FANİ: Şey, tabii. Öyleyse, "eğer kendimle konuşuyorsam o halde sen yoksun" demek yerine, "eğer kendimle konuşuyorsam, o halde kesinlikle seninle konuşmuyorum" demem gerekirdi.

TANRI: Gerçekten de oldukça farklı bir ifade, ama halen hatalı.

FANİ: Ama eğer ben yalnızca kendimle konuşuyorsam, o halde seninle nasıl konuşuyor olabilirim.

TANRI: "Yalnızca" sözcüğünü oldukça yanlış bir şekilde kullanıyorsun. Senin kendin ile konuşuyor olmanın benim ile konuşmadığın anlamına gelmediğini kanıtlayan bir sürü mantıki olasılık söyleyebilirim.

FANİ: Yalnızca bir tane söyle.

TANRI: Pekala, bu olasılıklardan bir tanesi ikimizin özdeş olması.

FANİ: Ne kadar kafirce bir düşünce; şükür ki böyle bir şeyi ben söylemedim.

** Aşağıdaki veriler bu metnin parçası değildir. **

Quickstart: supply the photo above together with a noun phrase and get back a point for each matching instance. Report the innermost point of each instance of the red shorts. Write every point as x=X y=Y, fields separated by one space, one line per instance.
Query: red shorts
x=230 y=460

TANRI: Bazı dinlere göre kafirce. Diğerlerine göre ise kesinlikle, dosdoğru ve basit bir şekilde gerçeği yansıtıyor.

FANİ: Öyleyse bu ikilemden kurtulmamın tek yolu senin ile benim özdeş olduğumuza inanmam öyle mi?

TANRI: Tek yolu değil; bu yalnızca bir tek yol. Başka bir çok yol var. Örneğin, sen benim bir parçamsın ve böylece benim bir parçam olan kendinle konuşuyorsun. Ya da ben senin bir parçan olabilirim ve böylece ben olan parçanla konuşuyor olursun. Ya da sen ve ben kısmen üstüste gelmiş olabiliriz ve bu durumda da içindeki iki bölümle konuştuğunda hem kendinle hem de benimle konuşmuş olursun. Kendinle konuşmanın benimle konuşmak olmadığını kanıtlar gibi görünmesinin tek yolu, senin ile benim tümüyle ayrı olmamız; hatta o zaman bile, belki de ikimizle de konuşuyor olabilirsin.

FANİ: O zaman varolduğunu iddia ediyorsun.

TANRI: Tam olarak değil. Yine hatalı bir sonuç çıkarıyorsun. Benim varolup olmadığım sorusu henüz gündeme gelmedi. Söylediğim tek şey, senin kendinle konuşuyor olmanın benim yok olduğum anlamına gelmediği.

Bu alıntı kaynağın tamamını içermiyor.